FCM members may be interested in a new newly published edition of this book:

“Nature-loving Elizabeth filled her days with outings; but her daily pursuit of London’s musical, liturgical and social experiences makes her portrait of divided Depression-era Britain compelling.”

Excerpt from review by Graeme Kay, ‘Choir & Organ Magazine’

In 1933, celebrated Australian organist and choir manager Elizabeth Campbell returned to England as part of the Royal College of Music’s Jubilee celebrations. In 1927, she had studied the organ and conducting under the expert guidance of close friend and mentor Dr Henry Ley, gaining exceptional marks and giving recitals at Glyndebourne and elsewhere.

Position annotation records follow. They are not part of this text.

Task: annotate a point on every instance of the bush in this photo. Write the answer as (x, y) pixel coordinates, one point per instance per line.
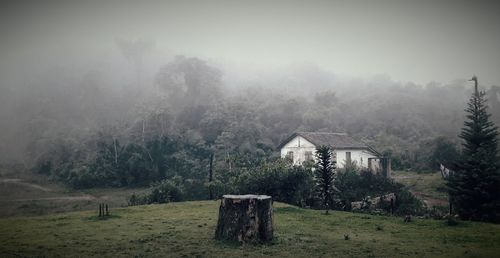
(279, 179)
(354, 186)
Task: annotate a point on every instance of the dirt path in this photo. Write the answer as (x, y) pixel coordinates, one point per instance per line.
(21, 183)
(61, 198)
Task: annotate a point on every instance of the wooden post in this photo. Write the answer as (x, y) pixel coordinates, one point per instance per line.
(210, 177)
(245, 218)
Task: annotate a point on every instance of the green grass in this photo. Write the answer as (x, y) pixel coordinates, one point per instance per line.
(426, 186)
(187, 229)
(33, 194)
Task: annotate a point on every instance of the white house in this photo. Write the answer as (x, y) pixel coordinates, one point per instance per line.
(301, 146)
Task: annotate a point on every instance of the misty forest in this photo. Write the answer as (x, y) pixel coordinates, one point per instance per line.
(133, 133)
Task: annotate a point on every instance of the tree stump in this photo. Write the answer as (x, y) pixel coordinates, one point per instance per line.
(245, 218)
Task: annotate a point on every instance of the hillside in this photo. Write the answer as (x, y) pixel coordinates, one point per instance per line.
(187, 229)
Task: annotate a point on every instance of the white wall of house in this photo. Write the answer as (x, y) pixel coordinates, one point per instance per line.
(359, 156)
(299, 146)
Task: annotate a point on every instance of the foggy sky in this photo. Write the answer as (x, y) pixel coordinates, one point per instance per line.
(419, 41)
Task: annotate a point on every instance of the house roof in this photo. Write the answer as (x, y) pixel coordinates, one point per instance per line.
(335, 140)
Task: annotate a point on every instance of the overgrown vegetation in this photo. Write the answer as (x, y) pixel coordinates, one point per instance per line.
(475, 185)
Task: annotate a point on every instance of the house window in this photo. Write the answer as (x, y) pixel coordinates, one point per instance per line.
(289, 156)
(308, 155)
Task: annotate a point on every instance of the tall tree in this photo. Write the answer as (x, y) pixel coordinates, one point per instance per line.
(475, 186)
(324, 175)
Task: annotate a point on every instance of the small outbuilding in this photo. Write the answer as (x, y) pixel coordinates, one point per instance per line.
(301, 147)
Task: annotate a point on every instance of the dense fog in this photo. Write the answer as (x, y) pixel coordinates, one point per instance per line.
(241, 75)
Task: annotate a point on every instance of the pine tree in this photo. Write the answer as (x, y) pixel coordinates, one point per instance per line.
(324, 175)
(474, 188)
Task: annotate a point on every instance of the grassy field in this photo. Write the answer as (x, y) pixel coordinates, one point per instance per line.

During her year’s return from May 1933-July 1934 she keeps a daily diary, painting a unique portrait of London and England’s people, towns and countryside. And when not dashing around her beloved Wren city churches and seemingly the rest of England (including the Three Choirs Festival in the company of Sir Walter Alcock, George Bernard Shaw and Dr John Masefield), she is rehearsing ‘Elijah’ with the Albert Hall choir under Sir Henry Wood and Sir Thomas Beecham, offering interesting insights into their personalities – as she does with everyone she meets. Then, in January 1934, an honour beyond her belief, when she is invited to become the first person to broadcast live to the world on the BBC’s new Compton organ, a nerve-racking experience humorously described but consummately handled. This just a week after being presented at Court to the King & Queen, whom she adores.